As for the economics of the situation, Oberg said he believes his organization “primes the pump” for a larger bicycle market, creating a demand for reasonably priced bikes that only local entrepreneurs can fill. “We see ourselves very much as helping to move some of these countries from low-volume, high-margin to high-volume, low-margin consumer sales [of bikes].”
“By selling the bike you are ensuring the bike will be used productively. If the bike were given away, the program would be limited to subsidizing a few people. Charity is very complex. We’re trying to focus on something that’s overlooked by people in our car-crazy country and the elites in third world countries who look at bikes as maybe backward and not the future.

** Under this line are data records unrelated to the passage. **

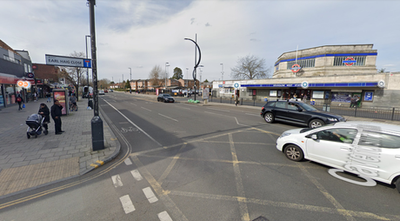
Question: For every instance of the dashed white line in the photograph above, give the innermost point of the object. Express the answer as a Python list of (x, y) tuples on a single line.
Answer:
[(127, 204), (163, 216), (136, 175), (150, 195), (117, 181), (168, 117), (128, 161)]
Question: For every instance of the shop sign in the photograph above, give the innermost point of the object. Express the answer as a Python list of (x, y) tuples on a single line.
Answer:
[(349, 61)]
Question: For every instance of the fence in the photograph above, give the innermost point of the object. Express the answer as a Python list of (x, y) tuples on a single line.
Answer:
[(390, 113)]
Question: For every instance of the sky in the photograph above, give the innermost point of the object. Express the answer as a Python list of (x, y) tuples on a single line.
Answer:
[(142, 34)]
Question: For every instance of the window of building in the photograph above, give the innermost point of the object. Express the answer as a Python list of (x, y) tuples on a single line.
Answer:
[(304, 63), (341, 60)]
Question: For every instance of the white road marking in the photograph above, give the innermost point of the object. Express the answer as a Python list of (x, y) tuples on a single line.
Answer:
[(163, 216), (136, 175), (168, 117), (146, 109), (117, 181), (128, 161), (134, 124), (150, 195), (127, 204)]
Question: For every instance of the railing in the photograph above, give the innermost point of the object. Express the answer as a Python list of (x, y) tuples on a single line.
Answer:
[(389, 113)]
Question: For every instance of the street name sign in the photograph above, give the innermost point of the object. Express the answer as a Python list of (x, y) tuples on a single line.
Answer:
[(68, 61)]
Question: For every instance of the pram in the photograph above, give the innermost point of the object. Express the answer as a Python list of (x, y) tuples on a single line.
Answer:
[(35, 125)]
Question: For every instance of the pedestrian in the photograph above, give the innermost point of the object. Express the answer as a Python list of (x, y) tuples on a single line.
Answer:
[(48, 95), (19, 100), (45, 112), (56, 115)]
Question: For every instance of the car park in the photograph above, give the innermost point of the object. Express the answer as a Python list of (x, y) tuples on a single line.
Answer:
[(367, 149), (165, 98), (297, 112)]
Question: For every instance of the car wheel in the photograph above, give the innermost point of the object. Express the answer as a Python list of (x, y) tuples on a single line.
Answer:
[(398, 184), (293, 152), (269, 117), (316, 123)]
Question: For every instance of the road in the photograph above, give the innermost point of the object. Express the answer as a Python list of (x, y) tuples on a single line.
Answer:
[(189, 162)]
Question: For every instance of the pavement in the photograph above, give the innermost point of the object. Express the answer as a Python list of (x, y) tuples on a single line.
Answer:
[(31, 163)]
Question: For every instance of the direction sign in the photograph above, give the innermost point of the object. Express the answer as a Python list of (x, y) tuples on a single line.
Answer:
[(349, 61), (68, 61)]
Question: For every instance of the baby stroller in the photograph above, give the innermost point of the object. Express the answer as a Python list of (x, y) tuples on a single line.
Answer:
[(35, 125)]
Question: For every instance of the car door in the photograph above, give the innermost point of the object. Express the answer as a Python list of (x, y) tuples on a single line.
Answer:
[(331, 146), (377, 155)]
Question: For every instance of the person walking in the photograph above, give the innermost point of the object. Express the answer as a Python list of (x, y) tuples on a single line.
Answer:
[(19, 100), (45, 112), (56, 115)]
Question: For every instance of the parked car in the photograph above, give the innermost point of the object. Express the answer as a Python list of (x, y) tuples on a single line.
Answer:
[(297, 112), (368, 149), (165, 98)]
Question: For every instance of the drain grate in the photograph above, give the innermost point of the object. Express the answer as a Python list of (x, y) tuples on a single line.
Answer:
[(260, 218)]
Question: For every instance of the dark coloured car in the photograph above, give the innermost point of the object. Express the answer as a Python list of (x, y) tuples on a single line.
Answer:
[(297, 112), (165, 98)]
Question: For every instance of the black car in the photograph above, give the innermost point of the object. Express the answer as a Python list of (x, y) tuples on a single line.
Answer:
[(165, 98), (297, 112)]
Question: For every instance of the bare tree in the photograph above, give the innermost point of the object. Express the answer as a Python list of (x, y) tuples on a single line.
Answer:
[(250, 67), (155, 76), (74, 74)]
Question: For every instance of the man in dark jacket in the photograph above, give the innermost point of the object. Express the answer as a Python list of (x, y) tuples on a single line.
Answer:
[(56, 115)]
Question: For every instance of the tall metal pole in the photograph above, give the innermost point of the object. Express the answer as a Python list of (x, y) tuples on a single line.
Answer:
[(97, 123)]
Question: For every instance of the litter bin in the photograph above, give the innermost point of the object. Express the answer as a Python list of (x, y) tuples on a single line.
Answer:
[(90, 103)]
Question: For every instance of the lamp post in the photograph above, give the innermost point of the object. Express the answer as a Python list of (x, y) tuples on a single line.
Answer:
[(130, 78), (96, 123), (87, 72), (166, 65), (222, 72), (196, 64)]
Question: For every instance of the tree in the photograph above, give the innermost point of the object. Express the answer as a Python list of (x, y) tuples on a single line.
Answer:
[(250, 67), (74, 74), (177, 74), (154, 76)]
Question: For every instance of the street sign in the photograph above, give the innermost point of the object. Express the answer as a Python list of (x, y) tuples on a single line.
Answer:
[(68, 61), (349, 61), (296, 68)]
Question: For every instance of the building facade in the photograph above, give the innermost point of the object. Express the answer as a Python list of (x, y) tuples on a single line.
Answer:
[(331, 74)]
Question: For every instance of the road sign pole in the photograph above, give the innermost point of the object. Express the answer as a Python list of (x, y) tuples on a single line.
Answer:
[(97, 123)]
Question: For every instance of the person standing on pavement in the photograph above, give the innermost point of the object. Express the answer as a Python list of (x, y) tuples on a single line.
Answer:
[(45, 112), (19, 100), (56, 115)]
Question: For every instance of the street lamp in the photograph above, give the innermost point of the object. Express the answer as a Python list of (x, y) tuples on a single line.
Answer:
[(130, 78), (196, 64), (166, 65), (222, 72)]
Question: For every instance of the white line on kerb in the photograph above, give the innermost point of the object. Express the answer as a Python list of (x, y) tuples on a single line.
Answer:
[(128, 161), (163, 216), (140, 129), (136, 175), (117, 181), (127, 204), (150, 195), (168, 117)]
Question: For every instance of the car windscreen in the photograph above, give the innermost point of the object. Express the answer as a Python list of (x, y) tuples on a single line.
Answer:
[(307, 107)]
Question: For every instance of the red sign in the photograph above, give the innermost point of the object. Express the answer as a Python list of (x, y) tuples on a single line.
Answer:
[(296, 68)]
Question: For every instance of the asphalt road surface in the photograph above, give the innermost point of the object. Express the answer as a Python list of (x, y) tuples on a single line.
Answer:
[(184, 161)]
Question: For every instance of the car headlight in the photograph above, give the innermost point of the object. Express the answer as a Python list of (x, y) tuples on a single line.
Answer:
[(284, 134)]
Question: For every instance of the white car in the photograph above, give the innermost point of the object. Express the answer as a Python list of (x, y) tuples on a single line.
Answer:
[(370, 150)]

How do you help people right here and now? Help people become more productive? Providing a bike is an immediate solution.”
“People benefit in proportion to the use of the bike, to their own efforts. It’s not a handout.”
THE BIKES Good Shepherd collects this year will go to the Costa Rican group FINCA, Fundacion Integral Compecina, a 20-year-old micro-credit program that provides savings and loan services to subsistence farming families in rural areas outside the country’s central valley. For their clients, bicycles are an investment in productivity. For instance, FINCA told Oberg of a male client who sold baked goods and popsicles to construction sites. He borrowed $10 to buy a bicycle, intending to pay the money back over four weeks. The bicycle allowed him to visit so many more construction sites each day that he was able to pay off the loan in only two weeks.
“Part of Catholic social teaching includes solidarity with the global population,” Masciola said. “I see this as a small part we can play in touching our brothers and sisters in third world countries and extending a helping hand to them.”
And Gravini believes Americans can learn from their brothers and sisters. He does not own a car and uses his bike to commute to work in Old Town and take his children to school. He said if more people followed suit, “it would relieve a lot of stress, and the traffic nightmares and it would make people a lot more pleasant too.”